The End of the Affair, by Graham Greene.

Maurice Bendrix, a writer, begins meeting with Sarah Miles to learn about "life as a civil servant's wife" (her husband, Henry, is a civil servant) for a piece that he is writing. Maurice and Sarah wind up having an affair (which Henry is oblivious to, since he's consumed by his work). Unexpectedly, Sarah breaks the affair off. Fast-forward two years, and Maurice runs into Sarah and Henry again. He tries to find answers, to grapple with why she broke off the affair, and what love actually is. This is a small book, but so deep and well-written and complex. Ultimately, it's a story about conversion and about the struggle of recognizing that there's a God and seeing how that impacts our lives. Emphasis on the struggle part. This book is well worth reading, re-reading, and discussing with other people.

Great Christian Thinkers: From the Early Church through the Middle Ages, by Pope Benedict XVI.
This book covers several (I think 70?) early Christians from Pope Clement-whose work "Letter to the Corinthians" was written all the way back between 70-140 A.D.-down to Julian of Norwich, who is celebrated in both the Anglican Communion and the Catholic Church. I love the way this book is set up: Each "Christian Thinker" is featured in about 3 pages, where a brief biography is given, followed by that person's main focus of thoughts and theology, followed by a brief reflection on what we can learn from him or her today. A few people (like Bonaventure, Thomas Aquinas, Augustine) have several pages dedicated to their work, but mostly it's short, sweet, and to the point! There are also people from both the East and the West featured, which I love. This is a fantastic book and I highly recommend it, especially to people who want to learn more about early Church history! 

Thanks for joining me in this literary overview! As always, please let me know if you have any recommendations-I love discovering new-to-me books :) 


  1. What a great selection of books! I loved The End of the Affair - so well written! And I'm going to see if I can find Great Christian Thinkers on Formed. I'd like to read that. Thanks for linking up!

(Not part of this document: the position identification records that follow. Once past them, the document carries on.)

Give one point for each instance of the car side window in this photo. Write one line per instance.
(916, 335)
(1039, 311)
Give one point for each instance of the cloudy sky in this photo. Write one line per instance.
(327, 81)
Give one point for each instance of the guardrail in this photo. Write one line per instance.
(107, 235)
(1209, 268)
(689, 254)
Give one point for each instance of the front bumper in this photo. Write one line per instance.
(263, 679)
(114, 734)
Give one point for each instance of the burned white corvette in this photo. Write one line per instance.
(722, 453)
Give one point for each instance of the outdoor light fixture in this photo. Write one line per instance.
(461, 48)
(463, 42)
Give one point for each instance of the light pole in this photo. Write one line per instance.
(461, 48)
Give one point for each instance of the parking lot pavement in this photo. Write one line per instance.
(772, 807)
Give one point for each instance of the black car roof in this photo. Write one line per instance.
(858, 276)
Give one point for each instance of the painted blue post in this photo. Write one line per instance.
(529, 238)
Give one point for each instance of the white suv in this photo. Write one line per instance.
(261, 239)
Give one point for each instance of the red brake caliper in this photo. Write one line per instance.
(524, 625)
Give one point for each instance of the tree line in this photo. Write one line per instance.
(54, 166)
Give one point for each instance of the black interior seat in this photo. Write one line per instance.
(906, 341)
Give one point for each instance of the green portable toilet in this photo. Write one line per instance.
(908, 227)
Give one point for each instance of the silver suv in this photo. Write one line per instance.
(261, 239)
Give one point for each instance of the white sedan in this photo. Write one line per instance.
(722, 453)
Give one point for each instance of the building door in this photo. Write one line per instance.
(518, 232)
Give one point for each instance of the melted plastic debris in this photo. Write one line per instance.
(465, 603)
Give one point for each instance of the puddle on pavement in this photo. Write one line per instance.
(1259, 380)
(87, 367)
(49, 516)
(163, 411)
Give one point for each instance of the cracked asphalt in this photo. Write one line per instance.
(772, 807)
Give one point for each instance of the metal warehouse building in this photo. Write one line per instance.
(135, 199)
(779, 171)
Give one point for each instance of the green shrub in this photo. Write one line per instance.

    1. Thank you for hosting the link-up! I hope you're able to find Great Christian Thinkers-our local public library had a copy, which stunned me! I learned so much from that book, it was well worth the read :)

  2. I don't know if I could manage "cozy minimalism." My house is firmly in the "too much stuff lives here" camp. BUT I want to look for this book anyway and see if I can let some stuff go.
    I have "Girl, Arise!" but haven't started reading it yet. Sounds like some of it might put me off.
    Great list of books! Thanks for sharing!

    1. I hope you enjoy "Girl, Arise"! I think there's a lot of good in there, even though some of it was off-putting.
      I think you could probably benefit from the cozy minimalism book even if you don't let stuff go-inspired by the book, I reworked a couple things with my kitchen (without getting rid of any items) and it looks more cozy now! (I pulled out a couple bookends that haven't been in use and stuck them on my counter with some of my many books). It's amazing how one small change can brighten up a room.

  3. You read such an interesting variety of books! I so enjoy hearing about them. And thanks for your honest take on Girl, Arise. I've liked many of her podcast episodes, and it's a good and necessary conversation to have. But I've found the same sentiment you mention, which is completely off-putting to me. If there is room at the table for women who work outside the home (which, obviously, there is), there is also room for SAHM's, and women who choose to wear only skirts or prefer Mass in Latin and facing east. Maybe it's somewhat my perspective, but I get a sense of there being deep prejudice against the latter in the circles that proclaim to be both Catholic and feminist, so tend to not be part of them.